Sheer Volume is the Problem – Not the Individual Exception
As with a lot of things – it is not a single Exception that consumes CPU – but – it is the sum of all Exceptions. How much did it take to consume 30% CPU? In our case about 182,000 Exceptions in 5 minutes!
An Obsolete Plugin Is The Root Cause
We quickly identified problem by looking at the PureStack and PurePath information, the log files, and with help from the great support team at Atlassian. It turned out that after the upgraded to a newer version of our Confluence instance we forgot to upgrade one of the plugins that we actually no longer use. The old version of the plugin caused these Exceptions when Confluence iterated through the different resource packages. As we actually don’t use the problematic plugin no end user would have complained about broken functionality. The only way this problem manifested itself was unusual high CPU consumption that – under heavy load – impacts all users on the system.

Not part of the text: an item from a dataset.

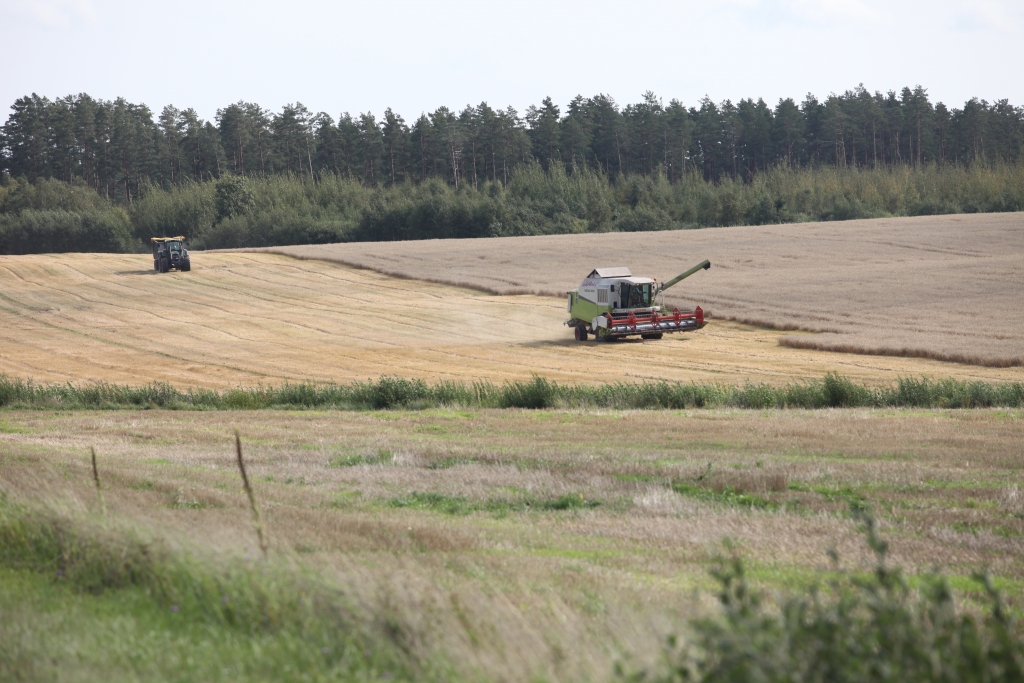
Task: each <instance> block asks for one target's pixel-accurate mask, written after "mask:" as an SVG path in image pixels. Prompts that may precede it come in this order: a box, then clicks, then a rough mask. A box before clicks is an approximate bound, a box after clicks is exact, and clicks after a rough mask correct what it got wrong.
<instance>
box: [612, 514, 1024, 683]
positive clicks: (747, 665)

Lessons Learned for Dev, Test and Ops
Knowing that Exceptions can be a performance impact means that we need to make sure we prevent too many Exceptions from being thrown. All teams involved in the application lifecycle can do their part to make sure that the problem won’t occur – or – if it does happens – will be addressed proactively. Here is how:
- Operations: They now monitor and alert on unusual behavior in the number of Exceptions thrown in Production. This catches problems that are introduced with configuration changes or deployments of new code that hasn’t thoroughly been tested. It also detects deployment issues such as missing files that also results in similar Exceptions
- Testing: They look at the number of Exceptions just as they did after running this test. Comparing it with previous tests allows them to identify any regression that was introduced.
- Development: We do develop our own plugins and extensions to Confluence. This story taught us that during development we also need to make sure that our custom plugins don’t access any APIs that cause internal exceptions. We also automated that through tests executed in our Continuous Integration. Executing these tests also captures the number of exceptions and lets the build fail in case we observe untypical behavior.